Besides the implacable meat-based foodstuff, what is spam? The state of California has a definition that is nicely summarized by FindLaw ( Spam can be defined as "unsolicited e-mail documents," that is, "any e-mailed document or documents consisting of advertising material for the lease, sale, rental, gift offer, or other disposition of any realty, goods, services, or extension of credit when the documents (a) are addressed to recipients who do not have existing business or personal relationships with the initiator and (b) were not sent at the request of or with the consent of the recipient." (Section 17538.4, subd. (e))

To combat the rising tide of spam software companies have developed a variety of software tools to divert spam from landing in your inbox. The approaches taken tend to fall into the following general categories:

  • Content scanners
  • Distributed notification systems
  • Customized or manual blocking systems
  • Real-time blackhole lists (RBLs)

Content scanners: These are mechanisms that examine the individual message to determine if it meets specific criteria that are typical of spam. Software of this sort can be installed on a user's computer or on the receiving e-mail gateway of ISPs. There is much to like about this approach because at least the software installed on the user's PC leaves the final decision of what is or is not spam within their control. But this comes at a price. Examining the content of every e-mail that arrives is resource intensive. Content scanners are using increasingly complex analytic techniques from heuristic analysis to Bayesian inference.

Distributed notification systems: Like content scanners, these systems look at every message. However, once a message is determined to be spam, the leverage of a community is invoked. The user reports the spam message analysis to a centralized database that is checked by other users of the system. Other users can check the centralized spam database to see if their message matches anything in the repository and treat a matching message as spam.

Distributed notification systems begin to move the locus of control from the individual user to some external agency. In doing so, there is a collective leveraging of the filtering power, but a corresponding loss of control. Should messages you want to receive end up classified as spam by others using the system, they become spam to your system and are correspondingly blocked. Getting your preference for what you want to receive, as mail versus spam, is now a negotiation with a third party.

Customized or manual blocking systems: These are often implemented by the mail administrator of your e-mail system. Typically they do textual analysis of incoming mail and if words or phrases like "Nigerian royalty" appear in the message, they are discarded before they reach your mail client. Alternately, the e-mail administrator may have their own list of frequent sources of spam and simply implement a rule to block anything originating from such sources.

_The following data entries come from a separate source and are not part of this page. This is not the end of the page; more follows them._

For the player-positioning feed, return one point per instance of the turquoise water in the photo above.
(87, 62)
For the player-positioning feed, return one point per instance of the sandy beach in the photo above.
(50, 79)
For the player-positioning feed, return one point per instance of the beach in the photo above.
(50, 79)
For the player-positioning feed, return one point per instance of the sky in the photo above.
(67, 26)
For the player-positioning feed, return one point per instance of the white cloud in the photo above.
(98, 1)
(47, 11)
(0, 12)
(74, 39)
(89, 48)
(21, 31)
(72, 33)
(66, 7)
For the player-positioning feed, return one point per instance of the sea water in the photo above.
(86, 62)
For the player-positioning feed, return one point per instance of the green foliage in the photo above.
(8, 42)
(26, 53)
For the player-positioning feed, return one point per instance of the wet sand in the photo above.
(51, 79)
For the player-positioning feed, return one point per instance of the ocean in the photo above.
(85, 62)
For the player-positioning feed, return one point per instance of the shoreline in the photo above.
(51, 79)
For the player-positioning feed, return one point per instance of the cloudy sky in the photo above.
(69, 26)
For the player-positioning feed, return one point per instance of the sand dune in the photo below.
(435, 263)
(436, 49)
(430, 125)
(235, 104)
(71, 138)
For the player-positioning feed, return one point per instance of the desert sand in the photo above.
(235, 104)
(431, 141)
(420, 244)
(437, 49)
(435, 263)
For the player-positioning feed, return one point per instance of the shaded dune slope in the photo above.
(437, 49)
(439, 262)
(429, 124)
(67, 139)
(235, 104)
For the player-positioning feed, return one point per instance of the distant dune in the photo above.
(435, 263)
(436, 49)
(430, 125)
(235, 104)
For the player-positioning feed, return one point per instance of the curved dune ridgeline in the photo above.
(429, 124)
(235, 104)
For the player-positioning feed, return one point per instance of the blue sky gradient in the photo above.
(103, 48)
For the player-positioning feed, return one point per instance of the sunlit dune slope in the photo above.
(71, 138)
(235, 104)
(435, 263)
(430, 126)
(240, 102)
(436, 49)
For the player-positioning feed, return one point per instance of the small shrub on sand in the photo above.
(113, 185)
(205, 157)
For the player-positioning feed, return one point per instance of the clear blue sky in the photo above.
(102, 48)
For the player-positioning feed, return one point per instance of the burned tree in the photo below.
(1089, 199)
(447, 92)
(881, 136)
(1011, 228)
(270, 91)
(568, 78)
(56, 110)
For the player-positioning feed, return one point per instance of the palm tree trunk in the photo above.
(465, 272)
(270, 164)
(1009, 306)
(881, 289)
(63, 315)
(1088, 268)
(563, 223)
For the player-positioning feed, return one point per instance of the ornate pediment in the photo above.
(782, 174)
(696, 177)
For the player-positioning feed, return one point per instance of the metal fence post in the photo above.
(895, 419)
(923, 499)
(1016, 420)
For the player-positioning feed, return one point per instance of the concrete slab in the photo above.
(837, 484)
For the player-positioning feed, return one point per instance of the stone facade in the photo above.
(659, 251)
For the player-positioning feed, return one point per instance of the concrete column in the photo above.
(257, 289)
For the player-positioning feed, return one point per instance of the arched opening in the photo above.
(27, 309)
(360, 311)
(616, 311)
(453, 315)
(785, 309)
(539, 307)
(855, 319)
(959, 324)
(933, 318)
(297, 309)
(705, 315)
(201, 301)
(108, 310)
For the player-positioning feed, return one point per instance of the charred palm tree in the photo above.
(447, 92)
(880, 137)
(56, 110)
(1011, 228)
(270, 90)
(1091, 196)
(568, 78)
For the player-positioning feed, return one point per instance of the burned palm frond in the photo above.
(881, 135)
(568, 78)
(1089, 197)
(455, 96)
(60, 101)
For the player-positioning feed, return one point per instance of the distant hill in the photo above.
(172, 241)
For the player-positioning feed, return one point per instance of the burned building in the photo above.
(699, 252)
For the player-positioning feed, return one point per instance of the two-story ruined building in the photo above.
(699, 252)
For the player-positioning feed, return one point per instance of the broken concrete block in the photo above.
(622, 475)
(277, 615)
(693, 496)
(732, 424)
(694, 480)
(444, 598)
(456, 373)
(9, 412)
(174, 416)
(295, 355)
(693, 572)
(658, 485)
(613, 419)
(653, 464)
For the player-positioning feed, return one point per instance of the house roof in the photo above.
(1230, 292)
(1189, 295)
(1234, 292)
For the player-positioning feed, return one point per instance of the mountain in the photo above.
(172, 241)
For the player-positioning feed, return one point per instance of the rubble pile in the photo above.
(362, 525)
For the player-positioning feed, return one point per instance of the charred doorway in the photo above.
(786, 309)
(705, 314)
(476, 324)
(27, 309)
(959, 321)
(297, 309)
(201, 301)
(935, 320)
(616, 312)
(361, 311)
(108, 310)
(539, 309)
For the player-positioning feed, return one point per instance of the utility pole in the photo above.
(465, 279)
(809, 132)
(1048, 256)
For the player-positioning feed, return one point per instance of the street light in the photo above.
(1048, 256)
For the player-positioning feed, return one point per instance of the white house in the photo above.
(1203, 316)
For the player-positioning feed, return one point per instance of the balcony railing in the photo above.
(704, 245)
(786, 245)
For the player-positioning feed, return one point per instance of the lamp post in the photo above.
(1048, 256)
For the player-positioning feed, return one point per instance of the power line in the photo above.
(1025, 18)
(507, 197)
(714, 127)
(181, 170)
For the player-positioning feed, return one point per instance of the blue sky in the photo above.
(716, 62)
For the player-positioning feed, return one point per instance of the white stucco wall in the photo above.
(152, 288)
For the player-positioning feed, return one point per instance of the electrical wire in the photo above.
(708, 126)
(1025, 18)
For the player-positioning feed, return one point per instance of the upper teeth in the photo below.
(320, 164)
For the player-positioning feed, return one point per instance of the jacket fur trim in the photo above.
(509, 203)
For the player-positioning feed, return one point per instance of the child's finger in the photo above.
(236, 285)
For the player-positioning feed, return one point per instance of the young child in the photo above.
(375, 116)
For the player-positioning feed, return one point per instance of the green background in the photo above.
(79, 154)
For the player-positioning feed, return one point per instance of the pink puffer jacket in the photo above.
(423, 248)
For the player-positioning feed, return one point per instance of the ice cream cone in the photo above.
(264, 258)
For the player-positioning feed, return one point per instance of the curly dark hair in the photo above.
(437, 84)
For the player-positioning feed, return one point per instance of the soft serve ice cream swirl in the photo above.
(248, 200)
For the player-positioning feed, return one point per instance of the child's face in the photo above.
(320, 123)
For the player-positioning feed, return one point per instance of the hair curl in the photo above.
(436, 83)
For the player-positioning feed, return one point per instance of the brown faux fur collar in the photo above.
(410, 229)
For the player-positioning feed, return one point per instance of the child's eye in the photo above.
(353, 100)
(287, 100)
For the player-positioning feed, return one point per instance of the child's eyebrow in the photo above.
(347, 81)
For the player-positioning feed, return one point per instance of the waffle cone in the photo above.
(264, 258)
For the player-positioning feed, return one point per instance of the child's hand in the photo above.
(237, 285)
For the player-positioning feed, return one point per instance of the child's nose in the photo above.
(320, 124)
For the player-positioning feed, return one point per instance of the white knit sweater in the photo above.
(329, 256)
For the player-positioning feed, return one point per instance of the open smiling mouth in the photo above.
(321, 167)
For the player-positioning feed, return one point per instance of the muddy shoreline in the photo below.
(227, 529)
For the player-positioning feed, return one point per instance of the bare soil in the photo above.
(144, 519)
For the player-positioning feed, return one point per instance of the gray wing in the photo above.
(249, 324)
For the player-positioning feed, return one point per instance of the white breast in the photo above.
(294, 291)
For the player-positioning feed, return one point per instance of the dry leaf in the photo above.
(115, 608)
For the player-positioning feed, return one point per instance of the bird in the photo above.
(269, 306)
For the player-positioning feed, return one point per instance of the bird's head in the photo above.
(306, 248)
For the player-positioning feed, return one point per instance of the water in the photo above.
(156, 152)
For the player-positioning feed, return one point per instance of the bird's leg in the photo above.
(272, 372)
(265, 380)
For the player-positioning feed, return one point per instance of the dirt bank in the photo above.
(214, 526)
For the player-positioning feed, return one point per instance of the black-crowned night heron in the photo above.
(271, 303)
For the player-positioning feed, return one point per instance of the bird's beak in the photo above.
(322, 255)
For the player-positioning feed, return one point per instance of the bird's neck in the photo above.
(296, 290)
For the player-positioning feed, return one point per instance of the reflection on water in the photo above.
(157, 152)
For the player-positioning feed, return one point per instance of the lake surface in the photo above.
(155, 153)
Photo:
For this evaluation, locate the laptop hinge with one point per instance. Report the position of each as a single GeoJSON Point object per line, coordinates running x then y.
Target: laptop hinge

Unfortunately, this approach requires constant attention, generating new rules and modifying the old ones to keep up with the continuing message morphing engaged in by the spammers.

Real-time blackhole lists (RBLs): Sometimes good ideas have a way of turning around and biting back. RBLs tend to exhibit this characteristic. In the early days e-mail administrators noticed that a disproportionate amount of spam seemed to originate from common network addresses. As they began using manual blocking systems to protect their users from the onslaught of junk mail, they shared what they were learning with their fellow e-mail administrators. Common lists of network addresses from which spam originated had something else in common: They often came from sources that were open relays. An open relay is a mail server that is configured to relay messages sent to it on to their destination addresses. However, if a spammer encounters a mail server configured this way, he or she can send volumes of e-mail messages on to their destinations through the open relay, making it appear that the source of the message was the open relay itself.

RBLs check the source of e-mail sent to see if the source allows them to send a message through unchecked in this fashion. If it d'es, they conclude the source is an open relay and block e-mail coming to them from this address. As a consequence, e-mail administrators began to close down their mail relays by instituting rules that are applied to messages that ask to be forwarded on. For example, they may require that the originating address be one that is from a list that the mail administrator trusts, such as that of their own college or business. Any other message asking to be relayed will be dumped into the proverbial bit bucket.

This sounds terrific, except if your message really isn't spam. How might that happen? Once the idea developed to begin collecting the lists of open relays to use them as a check by local e-mail filtering rules to reject incoming messages that were from network addresses that came from these locations, their influence grew. But the reason a network address finds its way onto such a black list isn't always that it's from a source of spam.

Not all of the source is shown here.